In this episode with JoAnn, we spend the entire conversation focusing on one of her main projects, the study that she was involved in called The Women's Health Initiative, of which she was one of the principal investigators. In this discussion, we speak about the reasons for the study, the questions being examined, the study design, inclusion, exclusion criteria.

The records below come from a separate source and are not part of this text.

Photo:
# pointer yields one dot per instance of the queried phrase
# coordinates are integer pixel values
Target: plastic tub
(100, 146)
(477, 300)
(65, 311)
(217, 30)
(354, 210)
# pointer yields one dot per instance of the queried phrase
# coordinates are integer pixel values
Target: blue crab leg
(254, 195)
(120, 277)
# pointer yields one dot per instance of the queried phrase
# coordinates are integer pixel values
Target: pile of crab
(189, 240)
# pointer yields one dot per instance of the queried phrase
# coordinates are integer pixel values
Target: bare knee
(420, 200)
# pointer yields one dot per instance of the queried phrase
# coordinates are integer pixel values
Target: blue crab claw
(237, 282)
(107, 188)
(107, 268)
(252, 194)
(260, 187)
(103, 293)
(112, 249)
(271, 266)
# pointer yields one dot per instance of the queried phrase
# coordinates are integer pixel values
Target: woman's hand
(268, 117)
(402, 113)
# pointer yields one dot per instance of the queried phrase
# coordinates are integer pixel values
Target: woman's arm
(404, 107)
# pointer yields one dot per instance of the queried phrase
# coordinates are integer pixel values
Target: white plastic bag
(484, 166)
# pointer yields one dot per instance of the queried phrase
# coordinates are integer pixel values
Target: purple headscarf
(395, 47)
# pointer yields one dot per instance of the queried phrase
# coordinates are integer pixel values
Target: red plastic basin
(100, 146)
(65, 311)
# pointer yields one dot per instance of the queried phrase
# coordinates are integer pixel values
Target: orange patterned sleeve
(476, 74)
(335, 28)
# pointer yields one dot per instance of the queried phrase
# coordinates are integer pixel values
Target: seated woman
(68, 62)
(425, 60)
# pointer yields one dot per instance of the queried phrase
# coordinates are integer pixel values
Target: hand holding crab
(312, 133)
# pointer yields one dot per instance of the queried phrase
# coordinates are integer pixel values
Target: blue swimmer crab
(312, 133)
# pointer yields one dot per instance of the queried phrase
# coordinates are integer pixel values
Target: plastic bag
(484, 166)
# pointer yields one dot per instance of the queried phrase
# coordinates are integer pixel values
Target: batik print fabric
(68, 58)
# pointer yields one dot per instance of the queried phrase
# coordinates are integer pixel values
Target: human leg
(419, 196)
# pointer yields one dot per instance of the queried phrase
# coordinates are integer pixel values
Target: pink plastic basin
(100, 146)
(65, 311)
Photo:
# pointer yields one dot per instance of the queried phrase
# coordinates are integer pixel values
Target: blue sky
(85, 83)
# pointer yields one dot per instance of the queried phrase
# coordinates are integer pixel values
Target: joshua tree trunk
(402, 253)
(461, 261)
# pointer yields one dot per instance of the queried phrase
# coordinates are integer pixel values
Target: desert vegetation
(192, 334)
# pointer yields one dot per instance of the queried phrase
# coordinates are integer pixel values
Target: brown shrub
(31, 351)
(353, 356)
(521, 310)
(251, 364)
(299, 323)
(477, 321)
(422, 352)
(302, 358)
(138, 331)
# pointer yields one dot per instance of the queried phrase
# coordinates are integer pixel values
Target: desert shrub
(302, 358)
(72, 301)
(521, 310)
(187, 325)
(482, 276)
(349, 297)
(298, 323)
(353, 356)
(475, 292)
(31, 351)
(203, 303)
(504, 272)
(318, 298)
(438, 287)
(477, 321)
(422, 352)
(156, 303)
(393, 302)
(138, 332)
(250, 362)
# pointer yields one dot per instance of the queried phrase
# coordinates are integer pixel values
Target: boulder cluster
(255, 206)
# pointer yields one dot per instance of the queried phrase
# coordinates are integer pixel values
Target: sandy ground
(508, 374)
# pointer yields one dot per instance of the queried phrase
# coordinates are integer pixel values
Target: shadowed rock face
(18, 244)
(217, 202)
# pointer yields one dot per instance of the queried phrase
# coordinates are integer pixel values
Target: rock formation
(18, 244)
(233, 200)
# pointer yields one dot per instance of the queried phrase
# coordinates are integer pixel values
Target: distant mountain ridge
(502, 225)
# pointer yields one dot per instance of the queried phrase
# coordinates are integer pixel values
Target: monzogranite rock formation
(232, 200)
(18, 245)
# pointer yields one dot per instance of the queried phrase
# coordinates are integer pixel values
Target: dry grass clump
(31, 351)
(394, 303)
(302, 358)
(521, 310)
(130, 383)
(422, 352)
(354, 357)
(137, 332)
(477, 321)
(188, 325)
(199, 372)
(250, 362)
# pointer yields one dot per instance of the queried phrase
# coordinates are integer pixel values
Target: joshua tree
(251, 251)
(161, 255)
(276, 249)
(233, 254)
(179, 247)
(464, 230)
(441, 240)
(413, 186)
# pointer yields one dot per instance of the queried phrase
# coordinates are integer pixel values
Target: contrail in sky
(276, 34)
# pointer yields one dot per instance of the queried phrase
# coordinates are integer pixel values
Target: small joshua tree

We then go into the nuances of the study, including why it was prematurely stopped and how it was interpreted. Of course, the most important part of this discussion is what the implications are for someone today listening to this. Hormone replacement therapy is potentially one of the most controversial bits of medicine today. And I would argue, and I make this point to JoAnn, that the misinterpretation of the Women's Health Initiative some 20 years ago may be one of the greatest missteps of medicine, and by extension, the medical press, in the past several decades. I make no bones about my bias here in this podcast, which is that I think the fears of hormone replacement therapy are completely overblown and are generally being propagated by people who are not familiar with the literature, which is why I wanted to sit down with JoAnn today. I could think of no better person to sit down with and go through the details of this study than the person who is more familiar with them than anyone else. So without further delay, please enjoy my conversation with Dr. JoAnn Manson. JoAnn, it is great to finally be sitting down with you. This is a topic that is arguably as important as any topic that we'll cover in this podcast, and there's probably no better person to speak with about HRT than you. So maybe just by way of background, well, maybe I'll introduce you with one interesting statistic. Do you know how to actually calculate the H index?
**JoAnn Manson** (4:38)
Yes.
**Peter Attia** (4:40)
So tell folks what the H index is, how it's calculated. I'll embarrass you by telling people how high you rank on that.
**JoAnn Manson** (4:47)
Okay, this is very embarrassing, Peter, but let me start by saying it's great to have a chance to talk with you. And I'm so glad that you're interested in the subject and providing more information to your audience on this subject. The H index is calculated from the number of publications you have that are highly cited. If, for example, you have an H index of 100, that would mean that you have at least, we have a hundred publications that have 100 or more citations each.